On August 14, 2014, Daniels signed with the Perth Wildcats for the 2014–15 NBL season. He made his debut for the Wildcats in the team's season-opening loss to the New Zealand Breakers, scoring 19 points. He was named Player of the Week for Round 8 after scoring a then season-high 22 points against the Cairns Taipans on November 28. On February 15, 2015, he tied a season high with 24 points in a double-overtime loss to the Breakers. In the regular-season finale against the Townsville Crocodiles a week later, Daniels had another 24-point game including six triples to go with 11 rebounds. The Wildcats lost 2–0 in the semi-finals to the Taipans. In 30 games for the Wildcats, Daniels averaged 14.8 points, 7.7 rebounds, 1.2 assists and 1.1 blocks per game. His 232 total rebounds led the league in that category.
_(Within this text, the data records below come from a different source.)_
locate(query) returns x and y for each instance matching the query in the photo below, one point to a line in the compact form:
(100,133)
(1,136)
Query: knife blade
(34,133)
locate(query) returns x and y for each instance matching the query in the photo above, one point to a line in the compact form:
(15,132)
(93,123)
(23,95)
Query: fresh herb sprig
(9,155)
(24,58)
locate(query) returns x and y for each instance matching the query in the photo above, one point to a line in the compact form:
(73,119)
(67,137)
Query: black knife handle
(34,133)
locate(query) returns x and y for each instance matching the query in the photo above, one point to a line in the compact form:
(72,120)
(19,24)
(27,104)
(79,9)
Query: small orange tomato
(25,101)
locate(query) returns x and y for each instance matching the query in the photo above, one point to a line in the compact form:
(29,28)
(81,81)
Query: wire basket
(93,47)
===Raptors 905 (2015–2016)===
In May 2015, Daniels returned to Toronto to begin training with the hopes of joining the Raptors in 2015–16. However, a Jones fracture suffered in his right foot in early July delayed his off-season preparation and forced him out of the 2015 NBA Summer League and the first half of the 2015–16 season. On January 5, 2016, he was acquired by Raptors 905, Toronto's D-League affiliate. He made his long-awaited D-League debut on March 12 against the Iowa Energy, recording two points, six rebounds and one assist. He appeared in eight games and made five starts for the Raptors 905 to finish the season.

In July 2016, Daniels re-joined the Toronto Raptors for the 2016 NBA Summer League.

===Italy (2016–2017)===
On September 12, 2016, Daniels signed with Dinamica Mantova of the Italian Serie A2 Citroën. In 35 games for Mantova, he averaged 13.0 points, 6.6 rebounds and 1.1 blocks per game.
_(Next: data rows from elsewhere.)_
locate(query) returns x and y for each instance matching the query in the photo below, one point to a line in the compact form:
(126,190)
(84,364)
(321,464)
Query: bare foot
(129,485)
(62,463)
===NBA G League and Russia (2017–2019)===
In July 2017, Daniels joined the Portland Trail Blazers for the 2017 NBA Summer League.

In October 2017, Daniels joined the Erie BayHawks of the NBA G League. He appeared in three games with the BayHawks. On December 8, he was acquired by the Maine Red Claws. He was waived ten days later. On January 23, 2018, he was acquired by the Agua Caliente Clippers to finish the season.

Daniels started the 2018–19 season in Russia with Spartak Primorye, playing five games. On February 5, 2019, he was acquired by the Texas Legends.

===Dominican Republic and Finland (2019–2021)===
In September 2019, Daniels had a three-game stint in the Dominican Republic with Caneros Del Este. He later joined KTP Basket of the Finnish Korisliiga for the 2019–20 season. He returned to KTP Basket for the 2020–21 season, but left in late December 2020.

===New Zealand (2021)===
On March 10, 2021, Daniels signed with the Manawatu Jets for the 2021 New Zealand NBL season. In 16 games, he averaged 16.4 points, 8.6 rebounds and 2.3 blocks per game.

===Townsville Heat (2022)===
In February 2022, Daniels signed with the Townsville Heat for the 2022 NBL1 North season.

==Personal==
Daniels is the son of Laron Daniels and Kiljuana Thorpe. Father to Damian Daniels.